One of the discussants in *Brain and Behavioral Sciences* of Seth Roberts’s article on self-experimentation was by Martin Voracek and Maryanne Fisher. They had a bunch of negative things to say about self-experimentation, but as a statistician, I was struck by their concern about “the overuse of the loess procedure.” I think lowess (or loess) is just wonderful, and I don’t know that I’ve ever seen it overused.

Curious, I looked up “Martin Voracek” on the web and found an article about body measurements from the British Medical Journal. The title of the article promised “trend analysis” and I was wondering what statistical methods they used–something more sophisticated than lowess, perhaps?

They did have one figure, and here it is:

Voracek and Fisher, the critics of lowess, are fit straight lines to data to clearly nonlinear data! It’s most obvious in their leftmost graph. Voracek and Fisher get full credit for showing scatterplots, but hey . . . they should try lowess next time! What’s really funny in the graph are the little dotted lines indicating inferential uncertainty in the regression lines–all under the assumption of linearity, of course. (You can see enlarged versions of their graphs at this link.)

As usual, my own house has some glass-based construction and so it’s probably not so wise of me to throw stones, but really! Not knowing about lowess is one thing, but knowing about it, then fitting a straight line to nonlinear data, then criticizing someone else for doing it right–that’s a bit much.

**Not just lowess**

Just to be clear, when I say “lowess is great,” I really mean “smoothing regression is great”–lowess, also splines, generalized additive models, and all the other things that Cleveland, Hastie, Tibshirani, etc., have developed. (One of the current challenges in Bayesian data analysis is to integrate such methods. Maybe David Dunson will figure it all out.)

And it looks pretty.

Seriously, though, is using lowess on plots solely an illustrative technique? After all many if not most of the models fit in political science, at least, are linear. So if you're fitting a linear model, isn't showing a lowess line on a plot almost cheating?

Jeff Morris has done some nice work developing an adaptive Bayesian approach to non-parametric regression.

Robert Kass has developed an adaptive Bayesian model for smoothing splines.

Johnstone and Silverman have recently published an empirical Bayes method for threshold selection in wavelet regression.
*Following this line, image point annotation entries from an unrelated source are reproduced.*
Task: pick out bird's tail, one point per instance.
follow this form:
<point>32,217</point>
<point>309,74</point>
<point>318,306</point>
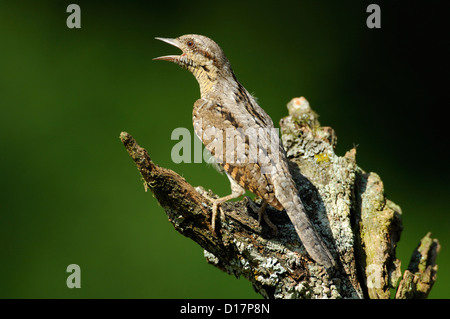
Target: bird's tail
<point>311,240</point>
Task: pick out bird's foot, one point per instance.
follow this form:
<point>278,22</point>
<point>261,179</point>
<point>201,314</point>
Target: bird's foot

On the other hand, I remember reading a paper in some electrical engineering journal where the authors used loess to fit internet data. Given the scarcity of samples in the long tail, the fit was essentially meaningless even if it is non-linear!

Further Googling of Martin Voracek would have turned up this gem: National intelligence and suicide rate: an ecological study of 85 countries.

Now here's an article that has it all in terms of statistical fallacies. He attempts to argue that intelligence is a causal factor for suicidality using the following methodology: Each country in the world is assigned an IQ and this national IQ is correlated with national reported suicide rates. It's really amazing – he's managed to incorporate the ecological fallacy, reporting bias, selection bias, profound confusion about the definition of IQ (a measure of intelligence

relative to a typical individual), unmeasured confounders, terrible measurement methodology and just a generally goofy scientific approach, all in one bogus study! There should be an award for this.Um, Boris, just because the model you use is linear doesn't meant the underlying system you try to model is. Rather, I'd (naively, not being a statistician, nor a social scientist) expect linear relationships to be the exception; it usually is after all.